|
HS Code |
146994 |
| Productname | Ketanserin Tartrate |
| Casnumber | 85750-52-3 |
| Molecularformula | C22H22FN2O2·C4H6O6 |
| Molecularweight | 582.6 g/mol |
| Appearance | White to off-white powder |
| Solubility | Soluble in water, DMSO, ethanol |
| Purity | ≥98% |
| Storagetemperature | 2-8°C |
| Chemicalclass | Serotonin receptor antagonist |
| Usage | Research use only |
| Synonyms | R 41468 tartrate salt, Sufrexal tartrate |
| Target | 5-HT2A serotonin receptor |
| Meltingpoint | 160-162°C |
| Stability | Stable under recommended conditions |
As an accredited Ketanserin Tartrate factory, we enforce strict quality protocols—every batch undergoes rigorous testing to ensure consistent efficacy and safety standards.
| Packing | Ketanserin Tartrate, 1g, supplied in an amber glass vial with a secure screw cap. Clearly labeled with product details. |
| Shipping | Ketanserin Tartrate is shipped in tightly sealed, chemically resistant containers, protected from light, moisture, and excessive heat. It is handled as a hazardous material, with appropriate labeling and documentation. Standard transit is via ground or air, complying with applicable chemical transport regulations to ensure safe delivery and maintain product integrity. |
| Storage | Ketanserin Tartrate should be stored in a tightly closed container, protected from light and moisture. Keep it at room temperature, ideally between 15°C and 25°C (59°F and 77°F).
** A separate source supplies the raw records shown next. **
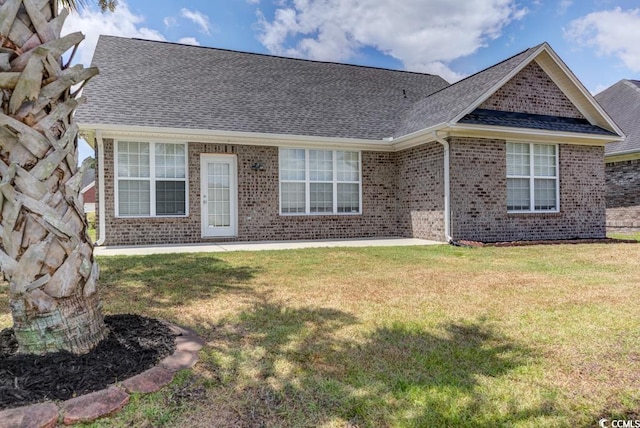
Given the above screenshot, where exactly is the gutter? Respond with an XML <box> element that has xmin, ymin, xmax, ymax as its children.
<box><xmin>433</xmin><ymin>131</ymin><xmax>453</xmax><ymax>243</ymax></box>
<box><xmin>96</xmin><ymin>130</ymin><xmax>107</xmax><ymax>246</ymax></box>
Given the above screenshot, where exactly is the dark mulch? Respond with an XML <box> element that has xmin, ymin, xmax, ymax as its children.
<box><xmin>0</xmin><ymin>315</ymin><xmax>176</xmax><ymax>409</ymax></box>
<box><xmin>451</xmin><ymin>238</ymin><xmax>638</xmax><ymax>247</ymax></box>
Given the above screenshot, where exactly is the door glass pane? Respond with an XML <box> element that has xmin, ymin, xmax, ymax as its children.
<box><xmin>207</xmin><ymin>162</ymin><xmax>231</xmax><ymax>227</ymax></box>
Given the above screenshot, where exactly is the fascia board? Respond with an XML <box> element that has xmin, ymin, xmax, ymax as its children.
<box><xmin>75</xmin><ymin>123</ymin><xmax>394</xmax><ymax>152</ymax></box>
<box><xmin>448</xmin><ymin>124</ymin><xmax>622</xmax><ymax>146</ymax></box>
<box><xmin>604</xmin><ymin>149</ymin><xmax>640</xmax><ymax>162</ymax></box>
<box><xmin>536</xmin><ymin>48</ymin><xmax>624</xmax><ymax>137</ymax></box>
<box><xmin>451</xmin><ymin>43</ymin><xmax>547</xmax><ymax>123</ymax></box>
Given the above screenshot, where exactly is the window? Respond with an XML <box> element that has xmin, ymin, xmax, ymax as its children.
<box><xmin>115</xmin><ymin>141</ymin><xmax>187</xmax><ymax>217</ymax></box>
<box><xmin>507</xmin><ymin>142</ymin><xmax>559</xmax><ymax>212</ymax></box>
<box><xmin>280</xmin><ymin>149</ymin><xmax>361</xmax><ymax>214</ymax></box>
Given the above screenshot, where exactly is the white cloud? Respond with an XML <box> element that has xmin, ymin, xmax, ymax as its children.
<box><xmin>557</xmin><ymin>0</ymin><xmax>573</xmax><ymax>15</ymax></box>
<box><xmin>163</xmin><ymin>16</ymin><xmax>178</xmax><ymax>28</ymax></box>
<box><xmin>258</xmin><ymin>0</ymin><xmax>527</xmax><ymax>80</ymax></box>
<box><xmin>180</xmin><ymin>8</ymin><xmax>211</xmax><ymax>35</ymax></box>
<box><xmin>178</xmin><ymin>37</ymin><xmax>200</xmax><ymax>46</ymax></box>
<box><xmin>565</xmin><ymin>7</ymin><xmax>640</xmax><ymax>73</ymax></box>
<box><xmin>62</xmin><ymin>0</ymin><xmax>166</xmax><ymax>66</ymax></box>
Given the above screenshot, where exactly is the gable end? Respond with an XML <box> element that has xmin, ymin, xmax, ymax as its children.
<box><xmin>479</xmin><ymin>61</ymin><xmax>585</xmax><ymax>119</ymax></box>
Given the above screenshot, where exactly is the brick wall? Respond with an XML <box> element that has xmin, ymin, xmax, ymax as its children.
<box><xmin>100</xmin><ymin>140</ymin><xmax>397</xmax><ymax>245</ymax></box>
<box><xmin>450</xmin><ymin>138</ymin><xmax>605</xmax><ymax>242</ymax></box>
<box><xmin>479</xmin><ymin>61</ymin><xmax>584</xmax><ymax>119</ymax></box>
<box><xmin>397</xmin><ymin>142</ymin><xmax>446</xmax><ymax>241</ymax></box>
<box><xmin>605</xmin><ymin>159</ymin><xmax>640</xmax><ymax>232</ymax></box>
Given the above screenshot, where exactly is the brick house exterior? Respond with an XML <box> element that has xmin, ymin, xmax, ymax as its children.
<box><xmin>595</xmin><ymin>80</ymin><xmax>640</xmax><ymax>233</ymax></box>
<box><xmin>78</xmin><ymin>37</ymin><xmax>621</xmax><ymax>245</ymax></box>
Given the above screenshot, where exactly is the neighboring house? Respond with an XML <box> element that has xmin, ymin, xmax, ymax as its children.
<box><xmin>76</xmin><ymin>36</ymin><xmax>622</xmax><ymax>245</ymax></box>
<box><xmin>595</xmin><ymin>80</ymin><xmax>640</xmax><ymax>232</ymax></box>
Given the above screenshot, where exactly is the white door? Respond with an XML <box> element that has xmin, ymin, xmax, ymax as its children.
<box><xmin>200</xmin><ymin>154</ymin><xmax>238</xmax><ymax>237</ymax></box>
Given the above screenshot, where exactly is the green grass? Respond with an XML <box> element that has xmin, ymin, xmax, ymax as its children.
<box><xmin>86</xmin><ymin>212</ymin><xmax>97</xmax><ymax>242</ymax></box>
<box><xmin>607</xmin><ymin>232</ymin><xmax>640</xmax><ymax>241</ymax></box>
<box><xmin>0</xmin><ymin>244</ymin><xmax>640</xmax><ymax>427</ymax></box>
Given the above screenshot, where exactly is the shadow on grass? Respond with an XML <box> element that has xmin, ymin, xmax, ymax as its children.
<box><xmin>99</xmin><ymin>254</ymin><xmax>259</xmax><ymax>313</ymax></box>
<box><xmin>196</xmin><ymin>295</ymin><xmax>555</xmax><ymax>427</ymax></box>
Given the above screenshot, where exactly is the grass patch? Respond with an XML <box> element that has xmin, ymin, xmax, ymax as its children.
<box><xmin>0</xmin><ymin>244</ymin><xmax>640</xmax><ymax>427</ymax></box>
<box><xmin>607</xmin><ymin>232</ymin><xmax>640</xmax><ymax>242</ymax></box>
Store in a cool, dry, well-ventilated area, away from incompatible substances. Always follow safety data sheet (SDS) recommendations and local regulations for storage and handling. |
|
Purity 98%: Ketanserin Tartrate with purity 98% is used in neuropharmacological research, where it enables reproducible 5-HT2A receptor antagonism. Melting Point 242°C: Ketanserin Tartrate with a melting point of 242°C is used in pharmaceutical synthesis, where it ensures stability during compound formulation. Particle Size <20µm: Ketanserin Tartrate with particle size <20µm is used in tablet manufacturing, where it promotes uniform drug dispersion and consistent bioavailability. Stability Temperature 25°C: Ketanserin Tartrate stable at 25°C is used in long-term storage conditions, where it retains pharmacological potency for extended periods. Molecular Weight 460.51 g/mol: Ketanserin Tartrate with a molecular weight of 460.51 g/mol is used in pharmacokinetic studies, where it facilitates accurate dosage calculations and metabolic profiling. Solubility in Water 10 mg/mL: Ketanserin Tartrate with solubility of 10 mg/mL in water is used in intravenous drug formulations, where it ensures rapid and complete dissolution. pH Stability Range 4–8: Ketanserin Tartrate stable within pH 4–8 is used in buffered solution preparations, where it maintains chemical integrity during administration. Optical Rotation +25° (c=1, H2O): Ketanserin Tartrate with optical rotation +25° is used in chiral compound investigations, where it supports enantiomeric purity assessment. |
Competitive Ketanserin Tartrate prices that fit your budget—flexible terms and customized quotes for every order.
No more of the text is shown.